Département indépendant de l’Opéra d’état de Bavière (Munich), cette Compagnie est créée en 1990. Depuis elle ne cesse d’enrichir son répertoire, conjuguant classique et contemporain. Elle vient à Peralada avec deux programmes regroupant les signatures de cinq chorégraphes de notre temps. Clin d’œil pour le public qui n’a pas assisté aux deux soirées, la première s’ouvre sur Rubis et la seconde se fermera sur le même ouvrage créé par George Balanchine (1904-1983) pour le New York City Ballet en 1967 sur le Capriccio for Piano and Orchestra qu’Igor Stravinski compose en 1929. Le rythme jazzy de cette musique et les déhanchés de la chorégraphie ne laissent aucun doute sur l’écho que fait cette œuvre aux comédies musicales alors en vogue à Broadway. Ceci étant, la grammaire chorégraphique de celui que l’on nomme toujours Mister B. est d’une facture d’une extrême exigence, réclamant des interprètes une rigueur de tous les instants. La Compagnie munichoise coche toutes les cases d’un tel challenge et se fait d’entrée longuement applaudir.
Le ballet qui suit est du sulfureux autant que regretté chorégraphe britannique Liam Scarlett (1986-2021). Intitulé With A Chance of Rain, il fut créé par l’American Ballet Theatre en 2014 sur les Six Préludes de Serguei Rachmaninov joués ici en direct par le pianiste russe Dmitry Mayboroda, musicien attaché à la Compagnie depuis deux ans aujourd’hui. Ce sont huit danseurs qui font ici assaut d’élégance, de grâce, de poésie en une savante et subtile alchimie entre la musique et la danse. Les corps s’élèvent, se portent, s’enroulent dans un mouvement continu à la plastique somptueuse. La première soirée s’achève sur un coup de poing, le Bedroom Folk de l’israélienne Sharon Eyal (née en 1971). Sur une musique d’une des stars de la scène techno-électro israélienne, Ori Lichtik, et créée par le Nederland Dance Theatre, la chorégraphie nous met en présence d’une hallucinante et hypnotisante danse tribale. Les danseurs forment un groupe qui, à lui seul, est un organisme vivant, phagocytant rapidement toute tentative d’évasion, celui/celle essayant de reprendre son autonomie se retrouvant vite repris(e) par l’individualité organique formant une identité globale. Vêtus de noir et savamment éclairés, les danseurs restituent une animalité littéralement angoissante.

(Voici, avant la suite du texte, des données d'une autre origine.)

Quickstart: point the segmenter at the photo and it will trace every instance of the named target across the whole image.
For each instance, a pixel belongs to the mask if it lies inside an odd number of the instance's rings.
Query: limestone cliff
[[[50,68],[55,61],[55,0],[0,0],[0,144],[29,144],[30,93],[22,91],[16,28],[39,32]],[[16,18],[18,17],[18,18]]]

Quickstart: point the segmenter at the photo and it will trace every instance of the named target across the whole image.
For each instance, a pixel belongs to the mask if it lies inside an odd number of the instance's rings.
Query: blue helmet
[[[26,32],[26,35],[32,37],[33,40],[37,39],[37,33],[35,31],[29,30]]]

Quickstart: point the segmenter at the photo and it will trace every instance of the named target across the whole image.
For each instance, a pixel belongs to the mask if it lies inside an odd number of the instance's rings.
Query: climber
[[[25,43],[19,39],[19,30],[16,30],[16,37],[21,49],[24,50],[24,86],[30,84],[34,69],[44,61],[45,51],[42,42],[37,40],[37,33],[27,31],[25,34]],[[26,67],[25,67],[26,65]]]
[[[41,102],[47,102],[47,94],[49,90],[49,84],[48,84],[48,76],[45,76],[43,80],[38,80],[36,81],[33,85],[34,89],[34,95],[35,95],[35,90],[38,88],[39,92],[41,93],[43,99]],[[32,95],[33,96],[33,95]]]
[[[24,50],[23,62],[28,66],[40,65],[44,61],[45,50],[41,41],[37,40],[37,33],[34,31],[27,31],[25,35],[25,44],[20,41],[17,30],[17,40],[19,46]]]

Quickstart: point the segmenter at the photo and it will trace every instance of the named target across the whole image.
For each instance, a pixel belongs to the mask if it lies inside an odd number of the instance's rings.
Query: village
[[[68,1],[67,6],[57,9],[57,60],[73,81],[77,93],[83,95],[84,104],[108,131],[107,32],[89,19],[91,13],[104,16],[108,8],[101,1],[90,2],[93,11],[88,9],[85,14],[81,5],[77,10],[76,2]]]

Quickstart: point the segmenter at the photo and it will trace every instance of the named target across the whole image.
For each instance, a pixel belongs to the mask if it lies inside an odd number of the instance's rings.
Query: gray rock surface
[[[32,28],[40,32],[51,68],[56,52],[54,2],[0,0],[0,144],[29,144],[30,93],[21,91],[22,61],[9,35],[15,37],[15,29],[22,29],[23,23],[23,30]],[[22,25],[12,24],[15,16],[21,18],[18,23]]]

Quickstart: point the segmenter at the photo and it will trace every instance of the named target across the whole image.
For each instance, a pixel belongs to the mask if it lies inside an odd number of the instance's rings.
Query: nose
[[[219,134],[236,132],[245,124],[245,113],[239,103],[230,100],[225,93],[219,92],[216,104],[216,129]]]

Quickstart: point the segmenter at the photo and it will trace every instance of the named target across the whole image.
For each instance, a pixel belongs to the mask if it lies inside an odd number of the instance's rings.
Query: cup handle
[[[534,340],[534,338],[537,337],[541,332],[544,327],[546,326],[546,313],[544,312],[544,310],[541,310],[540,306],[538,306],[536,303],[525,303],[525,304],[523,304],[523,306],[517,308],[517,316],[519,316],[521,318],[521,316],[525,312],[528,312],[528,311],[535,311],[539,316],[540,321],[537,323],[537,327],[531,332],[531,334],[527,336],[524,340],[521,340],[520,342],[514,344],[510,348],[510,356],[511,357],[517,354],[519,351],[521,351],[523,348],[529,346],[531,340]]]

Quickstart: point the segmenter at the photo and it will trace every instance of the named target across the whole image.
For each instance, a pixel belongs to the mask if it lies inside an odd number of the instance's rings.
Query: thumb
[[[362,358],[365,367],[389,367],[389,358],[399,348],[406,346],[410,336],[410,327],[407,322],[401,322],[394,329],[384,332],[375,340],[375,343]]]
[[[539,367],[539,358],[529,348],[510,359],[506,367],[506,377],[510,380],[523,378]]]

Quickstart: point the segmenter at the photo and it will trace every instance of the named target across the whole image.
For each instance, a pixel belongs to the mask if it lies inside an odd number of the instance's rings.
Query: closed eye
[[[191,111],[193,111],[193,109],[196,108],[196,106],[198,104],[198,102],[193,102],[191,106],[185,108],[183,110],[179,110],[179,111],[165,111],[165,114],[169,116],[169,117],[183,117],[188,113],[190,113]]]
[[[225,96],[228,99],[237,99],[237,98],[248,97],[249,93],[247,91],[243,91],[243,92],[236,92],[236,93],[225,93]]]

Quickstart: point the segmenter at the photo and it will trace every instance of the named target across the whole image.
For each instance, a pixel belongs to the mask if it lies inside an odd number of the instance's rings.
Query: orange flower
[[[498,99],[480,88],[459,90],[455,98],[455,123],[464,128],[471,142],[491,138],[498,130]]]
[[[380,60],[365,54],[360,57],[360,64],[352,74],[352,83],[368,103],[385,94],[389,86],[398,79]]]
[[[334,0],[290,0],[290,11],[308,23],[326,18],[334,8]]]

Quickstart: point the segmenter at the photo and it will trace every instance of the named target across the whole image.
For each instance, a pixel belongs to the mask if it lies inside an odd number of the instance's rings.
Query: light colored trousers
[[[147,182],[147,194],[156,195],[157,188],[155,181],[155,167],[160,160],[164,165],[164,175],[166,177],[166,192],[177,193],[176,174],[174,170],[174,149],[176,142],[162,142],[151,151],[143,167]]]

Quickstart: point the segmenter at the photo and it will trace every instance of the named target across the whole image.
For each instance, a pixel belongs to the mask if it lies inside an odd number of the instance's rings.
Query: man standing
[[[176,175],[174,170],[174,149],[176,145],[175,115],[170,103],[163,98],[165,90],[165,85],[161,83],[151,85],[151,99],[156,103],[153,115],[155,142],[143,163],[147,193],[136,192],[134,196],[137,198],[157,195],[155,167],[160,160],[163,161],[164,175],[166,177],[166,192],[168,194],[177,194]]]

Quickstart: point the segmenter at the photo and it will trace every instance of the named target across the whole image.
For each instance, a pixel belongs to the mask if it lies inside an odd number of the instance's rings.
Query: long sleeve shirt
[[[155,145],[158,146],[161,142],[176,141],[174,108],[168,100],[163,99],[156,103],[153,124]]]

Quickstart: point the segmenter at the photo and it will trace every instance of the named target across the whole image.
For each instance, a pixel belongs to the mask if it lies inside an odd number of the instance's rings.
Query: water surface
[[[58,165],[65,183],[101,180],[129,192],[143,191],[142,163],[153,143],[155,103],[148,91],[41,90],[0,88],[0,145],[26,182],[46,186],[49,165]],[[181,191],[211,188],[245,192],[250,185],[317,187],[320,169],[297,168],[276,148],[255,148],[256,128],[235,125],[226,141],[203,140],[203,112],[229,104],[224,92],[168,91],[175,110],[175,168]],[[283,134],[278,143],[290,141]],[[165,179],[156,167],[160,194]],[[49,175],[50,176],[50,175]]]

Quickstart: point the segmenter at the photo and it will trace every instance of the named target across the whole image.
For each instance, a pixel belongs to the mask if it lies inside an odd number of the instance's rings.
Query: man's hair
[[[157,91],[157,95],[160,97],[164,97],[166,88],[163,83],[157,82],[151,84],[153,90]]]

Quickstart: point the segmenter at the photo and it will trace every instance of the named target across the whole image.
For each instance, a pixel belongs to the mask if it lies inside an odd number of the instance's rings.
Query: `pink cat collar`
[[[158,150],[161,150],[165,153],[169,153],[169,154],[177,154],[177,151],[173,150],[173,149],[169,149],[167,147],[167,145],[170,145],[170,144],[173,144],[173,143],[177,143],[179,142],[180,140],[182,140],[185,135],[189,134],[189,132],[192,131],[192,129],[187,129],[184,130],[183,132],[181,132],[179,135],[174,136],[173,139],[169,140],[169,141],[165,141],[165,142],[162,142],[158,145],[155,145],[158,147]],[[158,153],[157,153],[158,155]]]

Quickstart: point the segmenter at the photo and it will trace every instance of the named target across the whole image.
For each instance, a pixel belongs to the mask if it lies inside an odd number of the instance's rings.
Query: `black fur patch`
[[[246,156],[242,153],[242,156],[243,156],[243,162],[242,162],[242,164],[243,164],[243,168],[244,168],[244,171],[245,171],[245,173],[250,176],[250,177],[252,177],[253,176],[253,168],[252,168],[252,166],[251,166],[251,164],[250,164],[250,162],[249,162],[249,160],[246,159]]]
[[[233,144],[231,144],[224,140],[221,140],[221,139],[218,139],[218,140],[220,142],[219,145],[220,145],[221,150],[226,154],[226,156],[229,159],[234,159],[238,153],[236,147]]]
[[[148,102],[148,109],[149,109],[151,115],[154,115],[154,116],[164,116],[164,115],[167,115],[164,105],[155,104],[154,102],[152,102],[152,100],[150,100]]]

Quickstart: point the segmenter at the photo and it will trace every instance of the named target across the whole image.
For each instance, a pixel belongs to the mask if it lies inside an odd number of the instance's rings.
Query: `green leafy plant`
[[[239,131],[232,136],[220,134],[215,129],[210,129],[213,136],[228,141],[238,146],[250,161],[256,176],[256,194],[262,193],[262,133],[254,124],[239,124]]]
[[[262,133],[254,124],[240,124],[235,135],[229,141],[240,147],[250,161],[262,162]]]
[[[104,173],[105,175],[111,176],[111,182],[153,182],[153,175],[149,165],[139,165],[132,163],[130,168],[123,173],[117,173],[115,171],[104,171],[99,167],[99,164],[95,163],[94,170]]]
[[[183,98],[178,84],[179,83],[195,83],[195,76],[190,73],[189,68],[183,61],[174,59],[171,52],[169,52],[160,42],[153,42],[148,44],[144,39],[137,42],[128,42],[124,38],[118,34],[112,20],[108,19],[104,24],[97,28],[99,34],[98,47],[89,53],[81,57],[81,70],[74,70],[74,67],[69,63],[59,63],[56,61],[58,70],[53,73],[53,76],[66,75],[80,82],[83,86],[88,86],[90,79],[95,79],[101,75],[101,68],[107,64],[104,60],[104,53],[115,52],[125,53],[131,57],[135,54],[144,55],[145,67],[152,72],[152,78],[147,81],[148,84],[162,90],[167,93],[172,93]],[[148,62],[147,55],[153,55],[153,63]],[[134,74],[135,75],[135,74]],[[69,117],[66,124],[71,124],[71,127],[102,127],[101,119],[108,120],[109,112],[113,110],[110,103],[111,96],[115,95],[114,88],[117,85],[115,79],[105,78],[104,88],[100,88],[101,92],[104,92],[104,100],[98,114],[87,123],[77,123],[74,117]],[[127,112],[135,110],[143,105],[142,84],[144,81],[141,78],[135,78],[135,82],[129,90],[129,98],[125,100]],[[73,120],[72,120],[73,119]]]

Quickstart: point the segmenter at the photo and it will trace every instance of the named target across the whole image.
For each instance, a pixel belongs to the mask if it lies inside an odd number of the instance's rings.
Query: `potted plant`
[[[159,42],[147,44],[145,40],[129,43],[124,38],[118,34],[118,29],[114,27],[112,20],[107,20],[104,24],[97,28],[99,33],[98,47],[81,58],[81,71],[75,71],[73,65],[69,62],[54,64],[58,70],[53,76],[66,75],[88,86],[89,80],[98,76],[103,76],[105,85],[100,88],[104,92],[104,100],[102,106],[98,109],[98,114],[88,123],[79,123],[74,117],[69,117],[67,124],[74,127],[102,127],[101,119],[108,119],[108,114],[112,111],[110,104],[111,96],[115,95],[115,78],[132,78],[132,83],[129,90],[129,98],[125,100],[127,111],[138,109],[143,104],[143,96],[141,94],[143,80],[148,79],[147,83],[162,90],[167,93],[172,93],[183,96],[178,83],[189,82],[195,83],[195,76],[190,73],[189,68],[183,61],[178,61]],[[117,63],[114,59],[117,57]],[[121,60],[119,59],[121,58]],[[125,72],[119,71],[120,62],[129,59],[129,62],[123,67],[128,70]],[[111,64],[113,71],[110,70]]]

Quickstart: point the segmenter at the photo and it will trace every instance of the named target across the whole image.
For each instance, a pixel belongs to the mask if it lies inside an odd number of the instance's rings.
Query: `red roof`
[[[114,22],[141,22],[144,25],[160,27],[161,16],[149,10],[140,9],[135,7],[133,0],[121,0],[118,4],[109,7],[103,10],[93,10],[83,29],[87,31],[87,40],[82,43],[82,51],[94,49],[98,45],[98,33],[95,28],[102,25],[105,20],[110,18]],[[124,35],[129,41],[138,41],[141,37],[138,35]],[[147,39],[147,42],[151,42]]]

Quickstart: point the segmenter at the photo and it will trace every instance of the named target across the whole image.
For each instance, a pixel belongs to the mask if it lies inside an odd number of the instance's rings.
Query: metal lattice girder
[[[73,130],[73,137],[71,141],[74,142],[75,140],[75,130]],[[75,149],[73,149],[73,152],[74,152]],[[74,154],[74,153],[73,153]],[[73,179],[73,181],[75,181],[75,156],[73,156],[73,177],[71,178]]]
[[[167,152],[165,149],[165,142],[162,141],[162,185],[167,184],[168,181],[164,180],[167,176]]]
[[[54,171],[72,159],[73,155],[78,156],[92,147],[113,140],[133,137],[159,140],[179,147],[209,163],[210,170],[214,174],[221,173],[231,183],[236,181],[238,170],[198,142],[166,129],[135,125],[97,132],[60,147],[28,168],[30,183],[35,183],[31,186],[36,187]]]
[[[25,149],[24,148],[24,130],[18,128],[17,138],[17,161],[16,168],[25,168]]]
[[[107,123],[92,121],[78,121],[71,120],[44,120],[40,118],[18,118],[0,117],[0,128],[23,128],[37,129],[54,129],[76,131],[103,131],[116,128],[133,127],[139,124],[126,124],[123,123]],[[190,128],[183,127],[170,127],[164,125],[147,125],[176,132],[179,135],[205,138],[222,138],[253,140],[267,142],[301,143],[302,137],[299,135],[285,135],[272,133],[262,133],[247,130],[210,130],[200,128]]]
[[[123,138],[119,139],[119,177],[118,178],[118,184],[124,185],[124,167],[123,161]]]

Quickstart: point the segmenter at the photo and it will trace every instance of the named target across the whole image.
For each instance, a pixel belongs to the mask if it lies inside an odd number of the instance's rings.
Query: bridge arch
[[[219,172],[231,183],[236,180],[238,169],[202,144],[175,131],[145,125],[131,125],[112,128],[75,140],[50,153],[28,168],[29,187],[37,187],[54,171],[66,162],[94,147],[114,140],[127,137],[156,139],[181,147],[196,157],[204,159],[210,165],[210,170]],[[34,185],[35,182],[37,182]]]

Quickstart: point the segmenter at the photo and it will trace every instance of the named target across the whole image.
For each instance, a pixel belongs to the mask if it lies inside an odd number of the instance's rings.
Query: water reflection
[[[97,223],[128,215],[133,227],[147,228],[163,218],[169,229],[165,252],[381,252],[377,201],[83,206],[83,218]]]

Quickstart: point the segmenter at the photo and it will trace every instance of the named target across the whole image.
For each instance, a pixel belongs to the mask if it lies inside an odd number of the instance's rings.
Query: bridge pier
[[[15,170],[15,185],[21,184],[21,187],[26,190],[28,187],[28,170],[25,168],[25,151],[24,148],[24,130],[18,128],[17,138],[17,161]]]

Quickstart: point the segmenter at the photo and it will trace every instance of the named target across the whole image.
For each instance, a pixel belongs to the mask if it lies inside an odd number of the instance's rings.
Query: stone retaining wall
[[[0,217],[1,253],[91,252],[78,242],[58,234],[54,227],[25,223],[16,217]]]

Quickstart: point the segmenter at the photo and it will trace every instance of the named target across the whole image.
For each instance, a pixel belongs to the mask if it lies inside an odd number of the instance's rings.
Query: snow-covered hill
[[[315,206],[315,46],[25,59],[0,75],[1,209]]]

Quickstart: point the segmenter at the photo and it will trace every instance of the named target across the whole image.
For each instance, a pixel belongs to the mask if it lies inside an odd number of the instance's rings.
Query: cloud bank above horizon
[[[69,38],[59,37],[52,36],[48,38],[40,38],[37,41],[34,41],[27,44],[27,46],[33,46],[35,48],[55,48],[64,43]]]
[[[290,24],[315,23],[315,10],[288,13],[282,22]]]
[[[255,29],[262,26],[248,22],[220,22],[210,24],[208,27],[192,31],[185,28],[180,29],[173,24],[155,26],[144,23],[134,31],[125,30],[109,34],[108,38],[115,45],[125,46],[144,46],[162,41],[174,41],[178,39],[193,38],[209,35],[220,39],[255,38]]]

Affairs Of The Heart ouvre la seconde soirée du festival. Signé du chorégraphe britannique David Dawson (né en 1972), c’est la Compagnie de Munich qui a eu le privilège de créer ce ballet en mars 2022 sur une partition du compositeur canadien Marjan Mozetich (né en 1948), son Concerto pour alto et orchestre à cordes (1997). Treize danseurs ont ici pour mission de transmuter leurs corps en une mélodie continue se développant dans un univers d’un bleu apaisant. Transformés en véritables ondes musicales, les interprètes de cette symphonie de lumière éblouissent par la souplesse de leurs bras comme par leurs élévations évanescentes et leurs portés d’une souplesse et d’une sûreté confondantes.
Ultime ballet en ce soir de fête chorégraphique, ce sont les Tableaux d’une Exposition, le célèbre poème symphonique de Modeste Moussorgski composé en 1874. Il est signé Alexeï Ratmansky (né en 1968) et fut créé en 2014 par le New York City Ballet. Plus connu dans son orchestration de Maurice Ravel, c’est en fait l’original pour piano de cette partition qui sert d’accompagnement ce soir à la Compagnie bavaroise. Encore une fois Dmitry Mayboroda (piano) se montre un musicien accompli, plein d’énergie, de sensibilité et d’attention aux danseurs. Ces derniers évoluent devant des projections de toiles de Vassili Kandinsky datant de 1913, toiles dont les motifs ont un écho dans l’élégant vestiaire des danseurs. Tous les mélomanes le savent, cette suite de tableaux se termine par la monumentale, à tous les sens du terme, Grande Porte de …Kiev. Il n’en faudra pas plus à la Compagnie pour rendre un vibrant et émouvant hommage à ce pays martyrisé à l’heure actuelle par la Russie (voir photo).
Des tonnerres d ‘applaudissements viendront saluer le Bayerisches Staatsballett dont la première apparition à ce festival constitue d’ores et déjà un jalon mémorable dans l’histoire de cette manifestation.